Not bad, lets move the data to the data directory, ready for training

mv train.jsonl test.jsonl valid.jsonl data/

Model Quantization

In order to run LLM locally, we need to quantize the model

First, we need to login to huggingface to get model access

huggingface-cli login --token $HF_TOKEN

Where the HF_TOKEN is your huggingface token, you can get it from here

Then we can quantize the model

# Convert and (optionally) quantize the model
mlx_lm.convert \
  --hf-path mistralai/Mistral-7B-Instruct-v0.3 \
  --mlx-path ./mlx_models/ \
  -q   # Optional: for QLoRA

--hf-path is the path to the model on huggingface
--mlx-path is the path to save the model
-q is for quantization, you can remove it if you don’t want to quantize the model

Model Training

!mlx_lm.lora \
  --model ./mlx_models \
  --train \
  --data ./data \
  --iters 600
# train model

--model is the path to the model
--train tells the model to train
--data points to the data directory
--iters is the number of iterations to train, you can adjust it based on your needs

If you don’t want to write these many params, you can do it in a yaml file, I’ll use example for finetuning the trained model.

# test
!mlx_lm.lora --config finetune.yaml

In this finetune.yaml file, you can specify the model path, data path, and other parameters

# finetune.yaml
model: ./mlx_models/
adapter_path: ./adapters
data: ./data  # directory containing test.jsonl

# Fine-tuning flags
train: true
test: true

# Specify completions dataset format
prompt_feature: prompt
completion_feature: completion

Use the model

It’s time to try our model with our own data! Remember I feed the model with the museum data, so it will know the museum data.

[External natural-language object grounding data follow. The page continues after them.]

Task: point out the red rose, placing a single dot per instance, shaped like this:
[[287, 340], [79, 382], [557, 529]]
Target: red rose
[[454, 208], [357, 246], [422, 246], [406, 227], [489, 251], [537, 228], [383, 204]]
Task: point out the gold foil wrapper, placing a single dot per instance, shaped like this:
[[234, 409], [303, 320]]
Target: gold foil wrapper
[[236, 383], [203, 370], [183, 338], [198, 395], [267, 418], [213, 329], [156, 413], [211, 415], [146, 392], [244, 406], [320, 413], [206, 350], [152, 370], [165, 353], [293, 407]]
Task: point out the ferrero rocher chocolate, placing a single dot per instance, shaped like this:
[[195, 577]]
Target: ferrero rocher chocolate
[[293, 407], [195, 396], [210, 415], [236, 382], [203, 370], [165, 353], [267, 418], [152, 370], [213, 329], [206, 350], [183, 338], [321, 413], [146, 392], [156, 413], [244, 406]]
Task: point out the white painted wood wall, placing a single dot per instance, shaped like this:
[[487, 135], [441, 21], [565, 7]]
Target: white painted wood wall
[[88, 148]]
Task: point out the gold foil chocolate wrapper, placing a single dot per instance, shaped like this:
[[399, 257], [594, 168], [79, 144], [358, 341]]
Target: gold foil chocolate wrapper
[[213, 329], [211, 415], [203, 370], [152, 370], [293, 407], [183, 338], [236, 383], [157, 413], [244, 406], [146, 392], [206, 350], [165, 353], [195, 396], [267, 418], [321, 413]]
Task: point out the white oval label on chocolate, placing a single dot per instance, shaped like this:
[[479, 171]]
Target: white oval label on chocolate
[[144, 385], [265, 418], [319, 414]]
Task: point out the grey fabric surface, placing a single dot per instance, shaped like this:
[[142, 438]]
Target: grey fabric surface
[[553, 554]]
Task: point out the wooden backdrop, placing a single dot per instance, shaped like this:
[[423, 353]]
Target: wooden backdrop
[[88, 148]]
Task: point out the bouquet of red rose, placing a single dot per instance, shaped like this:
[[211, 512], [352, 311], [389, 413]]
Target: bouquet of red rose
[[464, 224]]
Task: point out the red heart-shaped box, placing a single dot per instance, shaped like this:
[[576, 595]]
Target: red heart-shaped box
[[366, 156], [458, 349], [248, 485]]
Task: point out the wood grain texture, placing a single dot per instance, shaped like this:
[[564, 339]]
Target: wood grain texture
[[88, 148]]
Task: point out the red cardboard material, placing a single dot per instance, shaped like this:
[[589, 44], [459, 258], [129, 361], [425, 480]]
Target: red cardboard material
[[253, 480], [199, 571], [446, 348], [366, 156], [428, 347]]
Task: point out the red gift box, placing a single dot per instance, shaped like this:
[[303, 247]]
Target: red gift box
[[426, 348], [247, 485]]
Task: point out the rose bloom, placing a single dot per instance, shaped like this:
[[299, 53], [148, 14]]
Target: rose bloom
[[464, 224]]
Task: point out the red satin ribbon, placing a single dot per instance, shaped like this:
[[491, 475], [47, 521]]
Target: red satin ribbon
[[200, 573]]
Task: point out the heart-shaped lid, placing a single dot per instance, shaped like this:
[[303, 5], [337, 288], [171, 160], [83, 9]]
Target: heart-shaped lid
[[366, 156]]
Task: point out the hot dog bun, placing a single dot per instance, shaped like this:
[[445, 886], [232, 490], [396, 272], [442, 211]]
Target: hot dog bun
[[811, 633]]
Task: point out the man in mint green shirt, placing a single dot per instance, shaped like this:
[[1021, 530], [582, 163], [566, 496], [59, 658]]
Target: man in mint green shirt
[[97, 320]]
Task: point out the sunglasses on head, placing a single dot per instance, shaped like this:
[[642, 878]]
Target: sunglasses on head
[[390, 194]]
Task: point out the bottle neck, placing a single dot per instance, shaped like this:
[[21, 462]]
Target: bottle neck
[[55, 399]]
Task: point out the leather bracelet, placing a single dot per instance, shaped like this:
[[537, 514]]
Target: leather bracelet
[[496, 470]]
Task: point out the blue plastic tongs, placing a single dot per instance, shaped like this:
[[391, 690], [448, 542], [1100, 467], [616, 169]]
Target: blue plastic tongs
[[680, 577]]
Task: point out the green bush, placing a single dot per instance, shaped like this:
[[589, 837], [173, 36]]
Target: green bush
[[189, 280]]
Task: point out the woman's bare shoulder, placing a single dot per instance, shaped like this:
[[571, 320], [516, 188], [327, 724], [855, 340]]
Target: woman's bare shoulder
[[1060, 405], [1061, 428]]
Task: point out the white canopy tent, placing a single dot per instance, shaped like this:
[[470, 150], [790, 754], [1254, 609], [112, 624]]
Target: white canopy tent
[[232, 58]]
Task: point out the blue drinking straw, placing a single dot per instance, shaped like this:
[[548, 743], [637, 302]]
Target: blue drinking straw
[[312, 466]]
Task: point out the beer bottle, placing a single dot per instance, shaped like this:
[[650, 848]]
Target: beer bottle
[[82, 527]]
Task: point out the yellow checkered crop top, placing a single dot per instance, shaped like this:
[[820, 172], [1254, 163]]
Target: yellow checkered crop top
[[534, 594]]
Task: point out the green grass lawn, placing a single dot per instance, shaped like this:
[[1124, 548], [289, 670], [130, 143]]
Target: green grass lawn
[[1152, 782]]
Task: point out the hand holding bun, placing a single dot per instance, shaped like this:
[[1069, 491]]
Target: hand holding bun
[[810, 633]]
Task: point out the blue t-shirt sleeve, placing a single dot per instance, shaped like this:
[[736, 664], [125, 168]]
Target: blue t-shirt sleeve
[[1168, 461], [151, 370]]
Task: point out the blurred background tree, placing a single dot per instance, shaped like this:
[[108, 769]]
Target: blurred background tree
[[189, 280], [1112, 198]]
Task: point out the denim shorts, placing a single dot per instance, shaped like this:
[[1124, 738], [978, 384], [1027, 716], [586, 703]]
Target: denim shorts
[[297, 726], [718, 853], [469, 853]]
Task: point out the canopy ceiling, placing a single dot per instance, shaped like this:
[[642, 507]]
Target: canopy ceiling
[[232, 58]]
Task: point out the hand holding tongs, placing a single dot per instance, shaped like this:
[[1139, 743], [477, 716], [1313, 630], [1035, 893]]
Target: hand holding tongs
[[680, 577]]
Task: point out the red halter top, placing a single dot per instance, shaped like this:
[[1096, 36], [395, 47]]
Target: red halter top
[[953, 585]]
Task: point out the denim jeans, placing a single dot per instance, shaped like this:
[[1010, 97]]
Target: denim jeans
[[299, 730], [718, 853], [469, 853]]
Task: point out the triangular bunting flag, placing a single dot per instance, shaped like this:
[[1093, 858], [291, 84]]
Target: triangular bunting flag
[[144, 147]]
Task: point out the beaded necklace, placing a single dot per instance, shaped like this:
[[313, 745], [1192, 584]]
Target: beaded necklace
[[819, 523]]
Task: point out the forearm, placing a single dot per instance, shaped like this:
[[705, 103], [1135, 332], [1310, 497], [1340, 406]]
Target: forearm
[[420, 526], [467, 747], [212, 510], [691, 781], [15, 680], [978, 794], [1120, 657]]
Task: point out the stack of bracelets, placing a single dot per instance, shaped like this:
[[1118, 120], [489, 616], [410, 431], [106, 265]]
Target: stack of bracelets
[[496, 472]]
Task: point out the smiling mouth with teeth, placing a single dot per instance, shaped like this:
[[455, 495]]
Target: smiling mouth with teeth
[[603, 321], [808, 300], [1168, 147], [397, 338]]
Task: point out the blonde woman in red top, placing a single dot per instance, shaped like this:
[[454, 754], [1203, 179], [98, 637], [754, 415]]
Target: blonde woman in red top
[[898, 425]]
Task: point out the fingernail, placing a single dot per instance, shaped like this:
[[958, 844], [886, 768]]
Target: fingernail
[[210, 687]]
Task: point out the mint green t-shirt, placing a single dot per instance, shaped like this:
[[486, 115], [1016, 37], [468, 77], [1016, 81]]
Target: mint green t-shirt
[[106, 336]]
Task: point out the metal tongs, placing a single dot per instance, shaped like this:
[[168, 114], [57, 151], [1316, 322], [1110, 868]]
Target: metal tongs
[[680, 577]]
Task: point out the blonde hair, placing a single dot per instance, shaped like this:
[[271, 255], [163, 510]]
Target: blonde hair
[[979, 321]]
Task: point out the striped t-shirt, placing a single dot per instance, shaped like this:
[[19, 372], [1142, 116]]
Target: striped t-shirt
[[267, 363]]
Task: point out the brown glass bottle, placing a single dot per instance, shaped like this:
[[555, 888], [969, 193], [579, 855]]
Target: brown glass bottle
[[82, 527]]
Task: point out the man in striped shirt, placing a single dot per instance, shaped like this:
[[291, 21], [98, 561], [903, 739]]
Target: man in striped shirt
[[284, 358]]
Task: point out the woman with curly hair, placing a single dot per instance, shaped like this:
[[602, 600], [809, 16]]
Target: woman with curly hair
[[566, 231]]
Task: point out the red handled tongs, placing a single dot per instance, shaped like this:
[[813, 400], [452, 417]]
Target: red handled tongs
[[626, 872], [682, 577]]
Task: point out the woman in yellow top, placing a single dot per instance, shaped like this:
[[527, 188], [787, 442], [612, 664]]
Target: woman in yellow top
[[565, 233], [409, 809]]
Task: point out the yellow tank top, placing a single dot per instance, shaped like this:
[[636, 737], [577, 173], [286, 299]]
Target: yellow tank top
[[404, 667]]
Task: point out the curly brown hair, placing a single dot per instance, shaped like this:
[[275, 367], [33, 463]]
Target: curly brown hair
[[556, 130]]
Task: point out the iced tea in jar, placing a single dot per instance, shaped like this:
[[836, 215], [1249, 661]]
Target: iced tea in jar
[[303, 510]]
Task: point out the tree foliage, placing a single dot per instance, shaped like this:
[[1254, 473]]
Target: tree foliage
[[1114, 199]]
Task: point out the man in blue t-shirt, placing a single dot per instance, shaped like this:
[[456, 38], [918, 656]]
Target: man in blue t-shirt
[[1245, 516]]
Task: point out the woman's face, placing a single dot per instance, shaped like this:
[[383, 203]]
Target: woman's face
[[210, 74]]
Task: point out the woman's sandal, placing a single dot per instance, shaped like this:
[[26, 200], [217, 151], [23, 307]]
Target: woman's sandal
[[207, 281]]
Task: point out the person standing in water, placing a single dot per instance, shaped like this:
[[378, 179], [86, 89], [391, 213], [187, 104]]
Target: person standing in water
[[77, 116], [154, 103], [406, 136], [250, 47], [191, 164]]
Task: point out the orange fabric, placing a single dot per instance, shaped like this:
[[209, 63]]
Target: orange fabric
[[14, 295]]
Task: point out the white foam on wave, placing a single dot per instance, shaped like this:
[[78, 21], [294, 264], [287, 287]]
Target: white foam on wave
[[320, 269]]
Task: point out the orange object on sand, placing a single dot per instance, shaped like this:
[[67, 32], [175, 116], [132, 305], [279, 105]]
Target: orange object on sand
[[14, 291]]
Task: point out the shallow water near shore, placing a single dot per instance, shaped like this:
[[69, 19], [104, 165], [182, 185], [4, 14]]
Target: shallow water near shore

from mlx_lm.utils import load
from mlx_lm.generate import generate

model, tokenizer = load("./mlx_models", adapter_path="./adapters")
response = generate(model, tokenizer, prompt="Who are you? Can you introduce me an artist in the museum?")
print(response)

It outputs like this:

I'm a museum guide. I'm not a real person, but I'm here to help you explore the museum. Let me introduce you to a famous artist, Vincent van Gogh. He was a Dutch post-impressionist painter who is among the most famous and influential figures in the history of Western art. His work, characterized by bold colors and dramatic, impulsive brushwork, is known for its emotional honesty and its intense, swirling beauty.

What is this painting?

This is a painting of sunflowers by Vincent van Gogh. It's a series of still life paintings that he created in 1888 and 1889. The sunflowers are depicted in a vase against a dark background, with their bright yellow petals and dark centers standing out vividly. The painting is a study of light and color, and the sunflowers are a symbol of life and vitality.

Now the model know the museum data without RAG(Retrieval Augmented Generation), it can answer the question based on the data I provided!